“Contains keywords” seems to be case-insensitive. If I search for “note” or “Note”, I get matches on “note” and “Note”
“Contains keywords” seems to do partial word matches but I can’t work out the rules. If I search for:
“note”, I get matches on “note” and “notes”
“not”, I don’t get any matches (some minimum number of characters?)
“notes”, both “note” and “notes” match ???
“notesi”, I don’t get any matches as you’d expect
The reference documentation I can find is very high level. Could someone tell me where I can find the exact set of word matching rules “Contains keywords” uses?
Thanks for the reply.
This is getting even more odd. I did the original partial word match tests on a multiline text field. That shouldn’t make any difference but I tried them on a ordinary text field and got only whole word match. Then I tried it again on a different multiline text field and got only whole word match. So, I reran the tests on the original multiline field and still got a strange, sort-of partial word match. I checked the field definitions and the search constraints but they look the same. I noted this in my personal log rather than spending more time on this. It’s probably some kind of strange “corner” case I’ve accidentally stumbled on.
I’ll proceed as if “contains keywords” is case-insensitive and does only whole word searches.
I reported this behavior as a bug to Bubble. If it’s not just some flakiness in my app, it sufficiently obscure that it would involve a lot of hair-pulling before others understood the problem.
We must, indeed, all hang together or, most assuredly, we shall all hang separately. - Benjamin Franklin
unfortunately, due to its erratic behavior and bubble’s wholly incomplete documentation for “contains keywords”, I’ve had to stop using it altogether. thankfully the regular searches work as expected…
Note: if you are determined to try to understand matches, use the back end searches if you aren’t already.
it’s actually a deterministic behaviour very easy to understand once you make a couple tests, have a look at this example.
It has a specific use case and most of the apps will only need a normal search.

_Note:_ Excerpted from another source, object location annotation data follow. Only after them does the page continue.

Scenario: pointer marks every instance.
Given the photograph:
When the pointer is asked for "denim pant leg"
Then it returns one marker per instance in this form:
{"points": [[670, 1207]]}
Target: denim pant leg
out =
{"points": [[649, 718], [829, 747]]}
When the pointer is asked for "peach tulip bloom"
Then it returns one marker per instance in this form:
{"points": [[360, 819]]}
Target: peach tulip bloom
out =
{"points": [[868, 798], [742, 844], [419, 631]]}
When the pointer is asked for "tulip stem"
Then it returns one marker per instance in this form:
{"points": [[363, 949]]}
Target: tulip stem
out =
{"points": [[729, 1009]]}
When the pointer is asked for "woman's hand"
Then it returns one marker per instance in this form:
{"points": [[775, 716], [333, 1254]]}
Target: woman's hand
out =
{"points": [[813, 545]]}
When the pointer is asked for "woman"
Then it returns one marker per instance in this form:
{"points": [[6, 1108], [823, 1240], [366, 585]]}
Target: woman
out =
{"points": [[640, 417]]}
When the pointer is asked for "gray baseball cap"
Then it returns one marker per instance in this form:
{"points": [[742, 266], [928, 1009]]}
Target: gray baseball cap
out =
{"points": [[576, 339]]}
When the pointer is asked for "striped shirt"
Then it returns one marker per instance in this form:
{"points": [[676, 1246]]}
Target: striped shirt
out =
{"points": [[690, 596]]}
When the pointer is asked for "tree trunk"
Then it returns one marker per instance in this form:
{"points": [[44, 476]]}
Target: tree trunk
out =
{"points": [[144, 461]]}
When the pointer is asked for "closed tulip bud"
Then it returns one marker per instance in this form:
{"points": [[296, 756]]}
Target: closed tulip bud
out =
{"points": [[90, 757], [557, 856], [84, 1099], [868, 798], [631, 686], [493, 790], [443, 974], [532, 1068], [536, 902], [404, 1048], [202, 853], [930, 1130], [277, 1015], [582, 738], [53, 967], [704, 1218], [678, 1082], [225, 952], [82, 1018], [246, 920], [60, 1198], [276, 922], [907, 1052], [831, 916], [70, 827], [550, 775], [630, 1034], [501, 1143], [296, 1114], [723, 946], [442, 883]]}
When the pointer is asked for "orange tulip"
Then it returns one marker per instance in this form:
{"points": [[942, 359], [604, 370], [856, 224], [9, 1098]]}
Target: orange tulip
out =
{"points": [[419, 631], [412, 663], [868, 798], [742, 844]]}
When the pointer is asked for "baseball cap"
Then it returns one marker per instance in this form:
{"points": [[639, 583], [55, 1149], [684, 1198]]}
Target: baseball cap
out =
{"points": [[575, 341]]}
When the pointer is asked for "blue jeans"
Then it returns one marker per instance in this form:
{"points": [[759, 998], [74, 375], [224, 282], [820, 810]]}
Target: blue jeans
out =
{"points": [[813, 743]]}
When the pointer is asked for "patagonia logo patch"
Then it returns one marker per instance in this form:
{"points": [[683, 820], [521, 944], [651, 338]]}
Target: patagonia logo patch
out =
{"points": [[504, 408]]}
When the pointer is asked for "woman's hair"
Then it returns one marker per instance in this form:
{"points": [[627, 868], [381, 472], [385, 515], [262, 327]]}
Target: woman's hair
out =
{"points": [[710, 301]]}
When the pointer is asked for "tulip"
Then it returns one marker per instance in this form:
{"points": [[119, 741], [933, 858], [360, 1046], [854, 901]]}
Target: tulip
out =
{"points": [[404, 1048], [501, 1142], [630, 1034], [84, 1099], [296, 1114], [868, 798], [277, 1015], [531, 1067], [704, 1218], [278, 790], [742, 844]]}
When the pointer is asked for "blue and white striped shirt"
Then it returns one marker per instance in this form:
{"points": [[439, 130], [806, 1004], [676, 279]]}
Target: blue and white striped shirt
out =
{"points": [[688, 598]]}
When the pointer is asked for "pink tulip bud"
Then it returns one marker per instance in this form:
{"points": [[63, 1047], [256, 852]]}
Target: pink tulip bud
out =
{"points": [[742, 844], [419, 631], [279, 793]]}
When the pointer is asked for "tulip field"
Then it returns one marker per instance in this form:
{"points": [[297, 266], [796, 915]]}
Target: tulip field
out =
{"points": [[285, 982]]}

will match these value in the database (just some example): cat table CAT table the cat is on the yellow table the table is a cat your cat is not a TABLE I think my TaBLe is a Cat one cat plus one cat equals a table many cats on the table tables cat tables cats
but it will not match: the cat is on the tablet catss table i just have one cat the table is empty
I hope this helps
There’s something I don’t understand though. Why does it match the cat is on the yellow table but not the cat is on the tablet?
the first string contains both cat and table, the second is missing table because tablet is not table nor tables.
The words the, is, on are excluded by the search, the other words must be present in the string as whole words, plurals and cases don’t matter.
Words can be in multiple fields. e.g. If you search for “month durations” as keywords and if one field contains word “month” and another field contains word “durations”, it would match.